Nel 2009 perciò, nonostante le brillanti prospettive a lungo termine del settore, è stata dimostrata la natura ciclica del mercato del fotovoltaico ancora fortemente dipendente dagli  incentivi, e con quest’anno  si può dire si sia chiuso il primo ciclo. Una prima ed importante conseguenza dell’improvviso eccesso di capacità produttiva mondiale è stata una decisa riduzione del prezzo dei pannelli, arrivati ormai ad un prezzo fino al 25% in meno rispetto all’anno precedente.
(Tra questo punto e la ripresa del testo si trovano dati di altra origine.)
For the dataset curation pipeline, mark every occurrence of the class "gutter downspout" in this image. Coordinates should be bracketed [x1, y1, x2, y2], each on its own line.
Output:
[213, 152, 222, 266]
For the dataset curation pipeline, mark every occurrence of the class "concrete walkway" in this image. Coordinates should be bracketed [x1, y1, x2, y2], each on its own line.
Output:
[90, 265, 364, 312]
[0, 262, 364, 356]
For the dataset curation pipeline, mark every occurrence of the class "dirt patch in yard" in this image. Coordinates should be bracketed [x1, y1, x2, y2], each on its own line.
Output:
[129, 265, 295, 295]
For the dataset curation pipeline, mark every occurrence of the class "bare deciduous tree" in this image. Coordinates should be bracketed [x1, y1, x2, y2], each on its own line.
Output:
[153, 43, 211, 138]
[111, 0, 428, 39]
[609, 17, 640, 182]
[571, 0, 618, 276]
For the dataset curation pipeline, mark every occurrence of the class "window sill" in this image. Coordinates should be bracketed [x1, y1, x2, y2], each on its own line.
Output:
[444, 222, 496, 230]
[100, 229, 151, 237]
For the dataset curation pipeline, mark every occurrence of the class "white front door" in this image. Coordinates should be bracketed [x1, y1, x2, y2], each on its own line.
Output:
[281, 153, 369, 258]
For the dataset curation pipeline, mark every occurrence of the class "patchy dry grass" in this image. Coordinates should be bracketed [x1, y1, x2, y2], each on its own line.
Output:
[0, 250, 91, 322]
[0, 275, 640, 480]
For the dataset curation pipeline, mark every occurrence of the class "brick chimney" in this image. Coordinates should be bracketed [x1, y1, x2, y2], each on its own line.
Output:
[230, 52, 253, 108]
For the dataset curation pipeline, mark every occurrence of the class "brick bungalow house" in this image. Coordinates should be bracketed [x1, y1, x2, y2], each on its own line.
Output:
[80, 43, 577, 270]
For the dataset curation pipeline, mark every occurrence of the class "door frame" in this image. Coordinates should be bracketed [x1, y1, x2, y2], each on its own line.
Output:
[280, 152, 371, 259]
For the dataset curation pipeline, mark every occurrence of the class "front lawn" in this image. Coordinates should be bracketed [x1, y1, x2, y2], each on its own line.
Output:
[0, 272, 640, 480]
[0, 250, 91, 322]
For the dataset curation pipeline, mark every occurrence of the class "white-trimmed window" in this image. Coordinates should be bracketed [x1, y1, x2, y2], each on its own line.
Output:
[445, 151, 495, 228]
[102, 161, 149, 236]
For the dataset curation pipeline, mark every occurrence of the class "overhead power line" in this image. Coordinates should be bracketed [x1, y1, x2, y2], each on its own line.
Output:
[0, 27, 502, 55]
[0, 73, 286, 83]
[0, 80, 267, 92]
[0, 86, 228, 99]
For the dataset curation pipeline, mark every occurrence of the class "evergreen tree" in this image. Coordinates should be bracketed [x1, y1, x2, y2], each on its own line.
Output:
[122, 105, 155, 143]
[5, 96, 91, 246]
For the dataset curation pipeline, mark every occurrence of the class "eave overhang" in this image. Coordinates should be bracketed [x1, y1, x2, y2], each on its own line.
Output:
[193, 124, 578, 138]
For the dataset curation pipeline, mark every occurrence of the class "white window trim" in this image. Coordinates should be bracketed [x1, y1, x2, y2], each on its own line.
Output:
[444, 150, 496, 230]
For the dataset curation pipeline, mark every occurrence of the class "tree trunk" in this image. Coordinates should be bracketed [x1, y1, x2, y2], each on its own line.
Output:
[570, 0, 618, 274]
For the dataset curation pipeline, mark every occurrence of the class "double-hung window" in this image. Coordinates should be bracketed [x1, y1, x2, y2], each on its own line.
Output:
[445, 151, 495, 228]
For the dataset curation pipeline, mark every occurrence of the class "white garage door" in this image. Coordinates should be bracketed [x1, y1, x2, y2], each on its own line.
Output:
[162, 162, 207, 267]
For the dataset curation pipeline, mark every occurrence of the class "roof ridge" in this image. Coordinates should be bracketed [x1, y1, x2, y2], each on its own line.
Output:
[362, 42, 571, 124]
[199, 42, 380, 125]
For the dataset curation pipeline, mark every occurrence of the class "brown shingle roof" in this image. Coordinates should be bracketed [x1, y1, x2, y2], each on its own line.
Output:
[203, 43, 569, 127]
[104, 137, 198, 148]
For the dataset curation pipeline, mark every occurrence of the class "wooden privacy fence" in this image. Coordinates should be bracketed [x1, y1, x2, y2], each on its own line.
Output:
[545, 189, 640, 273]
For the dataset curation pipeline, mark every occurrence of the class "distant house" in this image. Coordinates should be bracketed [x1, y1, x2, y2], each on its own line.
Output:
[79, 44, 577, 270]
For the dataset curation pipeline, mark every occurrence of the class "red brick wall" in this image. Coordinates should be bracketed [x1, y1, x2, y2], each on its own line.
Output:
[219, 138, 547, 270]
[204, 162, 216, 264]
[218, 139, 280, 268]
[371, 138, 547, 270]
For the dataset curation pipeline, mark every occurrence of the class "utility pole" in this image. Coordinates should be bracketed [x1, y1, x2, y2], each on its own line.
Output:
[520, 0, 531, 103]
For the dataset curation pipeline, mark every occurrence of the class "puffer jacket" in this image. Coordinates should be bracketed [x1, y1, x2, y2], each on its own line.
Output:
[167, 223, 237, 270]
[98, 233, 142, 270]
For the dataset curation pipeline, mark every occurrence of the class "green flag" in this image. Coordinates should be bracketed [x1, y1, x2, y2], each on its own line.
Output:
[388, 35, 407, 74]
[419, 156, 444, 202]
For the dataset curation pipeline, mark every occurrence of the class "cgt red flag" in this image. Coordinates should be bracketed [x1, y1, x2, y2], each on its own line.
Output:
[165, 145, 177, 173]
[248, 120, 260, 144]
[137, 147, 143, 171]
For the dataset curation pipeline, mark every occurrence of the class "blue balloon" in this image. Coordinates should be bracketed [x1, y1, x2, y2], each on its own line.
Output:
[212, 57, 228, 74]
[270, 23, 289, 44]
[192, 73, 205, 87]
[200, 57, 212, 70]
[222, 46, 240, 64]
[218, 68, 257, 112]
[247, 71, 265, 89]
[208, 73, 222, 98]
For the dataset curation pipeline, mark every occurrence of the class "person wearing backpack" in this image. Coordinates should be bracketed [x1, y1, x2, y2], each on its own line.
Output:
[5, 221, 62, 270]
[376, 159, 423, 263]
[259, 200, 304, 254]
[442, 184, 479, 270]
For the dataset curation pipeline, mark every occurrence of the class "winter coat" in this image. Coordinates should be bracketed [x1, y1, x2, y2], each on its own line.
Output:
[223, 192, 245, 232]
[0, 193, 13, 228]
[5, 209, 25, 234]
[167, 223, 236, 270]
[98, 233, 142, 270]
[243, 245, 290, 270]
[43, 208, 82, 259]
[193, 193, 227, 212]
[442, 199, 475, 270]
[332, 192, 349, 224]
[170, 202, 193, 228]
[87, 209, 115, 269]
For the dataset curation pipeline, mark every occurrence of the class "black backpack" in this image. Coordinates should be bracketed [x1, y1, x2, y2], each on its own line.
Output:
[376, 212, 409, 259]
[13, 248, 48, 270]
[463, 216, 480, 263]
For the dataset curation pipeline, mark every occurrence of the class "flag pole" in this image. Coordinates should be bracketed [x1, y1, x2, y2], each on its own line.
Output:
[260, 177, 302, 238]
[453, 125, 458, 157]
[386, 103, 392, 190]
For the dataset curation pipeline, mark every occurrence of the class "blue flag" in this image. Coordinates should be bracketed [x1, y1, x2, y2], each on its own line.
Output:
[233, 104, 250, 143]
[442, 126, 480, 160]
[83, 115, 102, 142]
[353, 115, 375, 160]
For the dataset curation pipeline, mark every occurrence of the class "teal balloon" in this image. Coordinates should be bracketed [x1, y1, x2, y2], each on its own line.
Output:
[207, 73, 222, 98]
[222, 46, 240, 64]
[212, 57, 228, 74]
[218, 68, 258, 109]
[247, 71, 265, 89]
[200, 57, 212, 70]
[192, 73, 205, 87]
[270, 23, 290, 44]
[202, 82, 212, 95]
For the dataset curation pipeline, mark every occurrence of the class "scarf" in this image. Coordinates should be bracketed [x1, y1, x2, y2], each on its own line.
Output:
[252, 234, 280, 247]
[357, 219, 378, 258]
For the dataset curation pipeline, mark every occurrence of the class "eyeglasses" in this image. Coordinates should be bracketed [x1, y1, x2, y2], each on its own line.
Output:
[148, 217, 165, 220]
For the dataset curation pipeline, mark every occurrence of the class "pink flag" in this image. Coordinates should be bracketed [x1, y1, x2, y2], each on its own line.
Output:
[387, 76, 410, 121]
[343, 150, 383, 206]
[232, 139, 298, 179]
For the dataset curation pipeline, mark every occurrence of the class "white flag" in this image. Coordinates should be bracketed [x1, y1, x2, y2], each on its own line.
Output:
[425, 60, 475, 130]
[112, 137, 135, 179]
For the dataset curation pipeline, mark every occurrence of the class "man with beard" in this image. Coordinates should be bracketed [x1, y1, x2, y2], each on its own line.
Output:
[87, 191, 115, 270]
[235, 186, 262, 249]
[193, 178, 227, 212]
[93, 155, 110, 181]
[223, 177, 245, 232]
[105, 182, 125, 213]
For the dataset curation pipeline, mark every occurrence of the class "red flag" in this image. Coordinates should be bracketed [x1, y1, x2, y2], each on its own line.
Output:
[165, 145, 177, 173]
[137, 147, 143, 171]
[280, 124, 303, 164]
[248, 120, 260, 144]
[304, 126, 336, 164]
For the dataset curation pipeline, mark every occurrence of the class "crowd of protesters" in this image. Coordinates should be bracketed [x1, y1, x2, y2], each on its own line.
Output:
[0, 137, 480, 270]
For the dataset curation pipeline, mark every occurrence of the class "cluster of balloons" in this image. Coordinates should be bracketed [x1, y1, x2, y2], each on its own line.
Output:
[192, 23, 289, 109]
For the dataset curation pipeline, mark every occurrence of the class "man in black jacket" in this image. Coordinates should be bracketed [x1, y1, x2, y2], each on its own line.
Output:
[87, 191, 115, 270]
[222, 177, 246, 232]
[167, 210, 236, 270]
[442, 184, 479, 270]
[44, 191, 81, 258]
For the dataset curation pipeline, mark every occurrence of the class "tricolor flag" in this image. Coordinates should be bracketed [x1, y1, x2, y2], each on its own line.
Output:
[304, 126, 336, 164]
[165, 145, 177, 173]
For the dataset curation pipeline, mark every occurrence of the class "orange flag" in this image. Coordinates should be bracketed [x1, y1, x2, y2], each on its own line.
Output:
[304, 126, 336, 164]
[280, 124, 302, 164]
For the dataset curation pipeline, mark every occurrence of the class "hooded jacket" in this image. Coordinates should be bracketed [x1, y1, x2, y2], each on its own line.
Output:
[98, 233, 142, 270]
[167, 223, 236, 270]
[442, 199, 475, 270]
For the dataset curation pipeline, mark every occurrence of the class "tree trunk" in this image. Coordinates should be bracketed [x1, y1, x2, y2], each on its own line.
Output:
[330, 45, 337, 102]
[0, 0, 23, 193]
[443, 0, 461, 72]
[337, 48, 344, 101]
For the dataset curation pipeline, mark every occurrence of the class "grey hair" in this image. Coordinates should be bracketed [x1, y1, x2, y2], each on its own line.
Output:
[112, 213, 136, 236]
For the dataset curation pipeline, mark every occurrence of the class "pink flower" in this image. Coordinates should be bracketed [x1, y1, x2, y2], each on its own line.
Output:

Ma secondo lo studio di Display Search i prezzi più bassi, la diversificazione della domanda e le politiche di incentivazione che si stanno attuando in più di un paese costituiscono una buona base per dare una nuova spinta in alto alla domanda e far ripartire un nuovo ciclo nel  2010.
Già nel secondo semestre di quest’anno le aziende leader hanno ripreso a fare piani di espansione prevedendo una ripresa della crescita della domanda e Display Search stima che a fine  2009  la capacità produttiva mondiale di celle solari sarà cresciuta  del 56% superando i 17 GW, salvo avere un piccolo rallentamento nel 2010 e 2011 quando la domanda dovrà recuperare l’eccesso di capacità.

Sono molte le aziende del settore a credere in uno scenario di lungo termine e di elevata crescita della domanda  e si stanno preparando con progetti di impianti di grande capacità. Due esempi illustri vengono dal Giappone dove Showa Shell Solar prevede di iniziare l’anno prossimo la costruzione di un impianto per la produzione di celle a base di CIGS per  960 MW e Sharp ha confermato il piano di aumento di 480 MW di celle a film sottile in silicio amorfo  entro marzo 2010.